Сердце Лю Дачжуна ушло в пятки. Боясь разгневать «призрака», он поспешно поднял голову: — Я слушаю, с нетерпением жду вашего… вашего выступления…

Наконец она запела: — Сяо… Сяо Чэнь выехал верхом из столицы, услышав о несправедливости на обочине дороги…

В тишине ночи ее громкий голос прорезал небо и донесся до деревни Чжу, расположенной в двух кварталах от отеля.

Все деревенские собаки проснулись, и тут же раздался дружный лай.

Сяо Ван, дежурный администратор отеля, только что лег спать. Услышав этот ужасный звук, он подумал, что в старом полуразрушенном кинотеатре по соседству опять показывают фильм ужасов.

Ему не хотелось идти разбираться с кинотеатром. К счастью, сегодня в отеле было мало постояльцев, так что можно было подождать, пока кто-нибудь пожалуется.

Он достал из ящика беруши, вставил их в уши, зевнул и снова лег спать.

— Не думай, что я всего лишь прах в могиле, я помню тебя, как жемчужину в ладони… — допев до этого места, Ай Юэ’эр расплакалась, ее голос задрожал.

Возможно, из-за того, что было включено слишком много ламп, старая электропроводка не выдержала нагрузки. Лампы начали мигать, погасли на несколько секунд, а затем снова загорелись.

Лю Дачжун весь дрожал, его лицо было мокрым от слез, соплей и пота.

Он хотел бежать, но ноги словно налились свинцом.

Видя, как Лю Дачжун рыдает, Ай Юэ’эр решила, что он растроган ее песней, и, не обращая внимания на скачки напряжения и лай собак, продолжила петь еще более проникновенно.

— Звуки четырех струн затихают, у трех футов одинокой могилы… — ее голос становился все более жалобным.
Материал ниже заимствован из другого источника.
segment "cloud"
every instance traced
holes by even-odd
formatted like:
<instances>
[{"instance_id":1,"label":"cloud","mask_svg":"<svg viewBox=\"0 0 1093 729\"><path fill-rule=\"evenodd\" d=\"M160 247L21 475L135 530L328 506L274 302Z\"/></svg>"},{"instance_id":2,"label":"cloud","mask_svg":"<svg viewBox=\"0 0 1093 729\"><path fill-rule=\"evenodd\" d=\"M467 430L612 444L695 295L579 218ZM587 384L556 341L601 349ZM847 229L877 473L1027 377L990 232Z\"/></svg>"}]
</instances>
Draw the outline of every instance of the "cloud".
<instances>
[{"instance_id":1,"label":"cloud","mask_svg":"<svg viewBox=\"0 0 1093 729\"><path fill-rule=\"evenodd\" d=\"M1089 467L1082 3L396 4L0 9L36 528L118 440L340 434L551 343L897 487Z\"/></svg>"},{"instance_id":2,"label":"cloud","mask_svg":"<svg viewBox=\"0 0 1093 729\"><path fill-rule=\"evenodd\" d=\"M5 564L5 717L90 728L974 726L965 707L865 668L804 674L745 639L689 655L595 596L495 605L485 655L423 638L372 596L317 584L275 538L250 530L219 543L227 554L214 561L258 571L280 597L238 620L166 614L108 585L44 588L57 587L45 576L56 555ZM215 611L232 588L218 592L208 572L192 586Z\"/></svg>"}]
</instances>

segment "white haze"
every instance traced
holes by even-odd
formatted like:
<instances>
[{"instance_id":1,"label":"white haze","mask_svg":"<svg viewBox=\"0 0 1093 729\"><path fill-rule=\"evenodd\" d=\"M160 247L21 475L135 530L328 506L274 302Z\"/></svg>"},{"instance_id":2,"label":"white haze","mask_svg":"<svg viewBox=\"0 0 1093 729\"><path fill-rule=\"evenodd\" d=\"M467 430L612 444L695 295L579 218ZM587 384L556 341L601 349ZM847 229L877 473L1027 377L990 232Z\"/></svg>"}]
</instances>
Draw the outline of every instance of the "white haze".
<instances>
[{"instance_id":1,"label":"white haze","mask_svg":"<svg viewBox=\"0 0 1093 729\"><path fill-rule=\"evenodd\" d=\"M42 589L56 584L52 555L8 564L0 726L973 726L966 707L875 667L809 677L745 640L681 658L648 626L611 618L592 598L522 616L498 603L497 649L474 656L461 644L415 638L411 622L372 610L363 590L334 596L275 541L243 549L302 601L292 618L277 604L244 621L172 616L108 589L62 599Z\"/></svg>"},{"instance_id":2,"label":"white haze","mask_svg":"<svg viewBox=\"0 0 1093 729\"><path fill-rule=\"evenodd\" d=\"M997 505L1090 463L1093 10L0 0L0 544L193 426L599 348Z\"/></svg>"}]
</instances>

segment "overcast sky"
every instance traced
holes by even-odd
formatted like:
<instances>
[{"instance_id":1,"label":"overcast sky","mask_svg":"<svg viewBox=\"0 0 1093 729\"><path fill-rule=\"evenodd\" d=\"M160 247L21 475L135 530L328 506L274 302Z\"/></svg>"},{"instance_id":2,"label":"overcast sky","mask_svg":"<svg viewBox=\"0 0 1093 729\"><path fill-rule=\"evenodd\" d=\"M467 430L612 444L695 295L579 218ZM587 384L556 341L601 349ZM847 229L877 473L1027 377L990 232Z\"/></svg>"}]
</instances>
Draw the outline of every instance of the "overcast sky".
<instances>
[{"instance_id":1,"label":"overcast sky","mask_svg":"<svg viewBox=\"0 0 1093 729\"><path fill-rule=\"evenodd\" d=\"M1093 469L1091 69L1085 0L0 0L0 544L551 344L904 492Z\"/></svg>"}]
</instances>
Едва она произнесла слова «одинокой могилы», как вдруг раздался хлопок, и весь отель погрузился во тьму. Проводка окончательно перегорела.

А она, войдя в раж, не могла остановиться: — …трава уже засохла… Где же теперь твоя чистая душа? Откуда мне было знать, что проходящий мимо — безумец? А-а-а… а…

Увлекшись, она добавила в конце песни протяжные стоны.

Пока она пела последние строки, Лю Дачжун, воспользовавшись темнотой, схватил камеру и выскользнул из номера.

В ужасе он бросился к лифту, но обнаружил, что тот тоже не работает.

Он метался, как угорелый, пока не нашел лестницу, и побежал вниз по темным ступенькам.

Ноги его дрожали, но пение Ай Юэ’эр с каждым этажом становилось все громче и пронзительнее. Она уже начала петь песню сначала, и он не смел сбавлять темп.

Добежав до второго этажа, он споткнулся и кубарем скатился вниз.

Превозмогая боль, Лю Дачжун молча нашарил камеру, прижал ее к себе и, хромая, выбрался из отеля.

В такое время поймать такси было невозможно.

Спасшийся от неминуемой гибели, он сидел в темном углу у входа в переулок, тяжело дыша, и ему хотелось разрыдаться.

— Простите, что увлеклась, — Ай Юэ’эр, наконец, оторвавшись от своей печальной песни, поклонилась в сторону режиссера и камеры.

Не услышав ответа, она решила, что Лю Дачжун слишком растроган и не может говорить.

Устав от пения, она отошла на пару шагов и села в кресло у стены, чтобы немного отдохнуть, а затем спеть что-нибудь повеселее, чтобы полностью продемонстрировать свой талант.

Она не обратила внимания на то, что свет погас. Если на улице темно, то и в комнате должно быть темно, а вот когда все вокруг сияет — это странно.

Постепенно ее глаза привыкли к темноте. В лунном свете, проникавшем через окно, Ай Юэ’эр заметила, что режиссера нет.

Сквозняк из открытого окна обдувал ее лицо, высушивая слезы.

Она вытерла щеки и вдруг почувствовала неладное. Неужели Лю Дачжун, не выдержав печали, выпрыгнул из окна?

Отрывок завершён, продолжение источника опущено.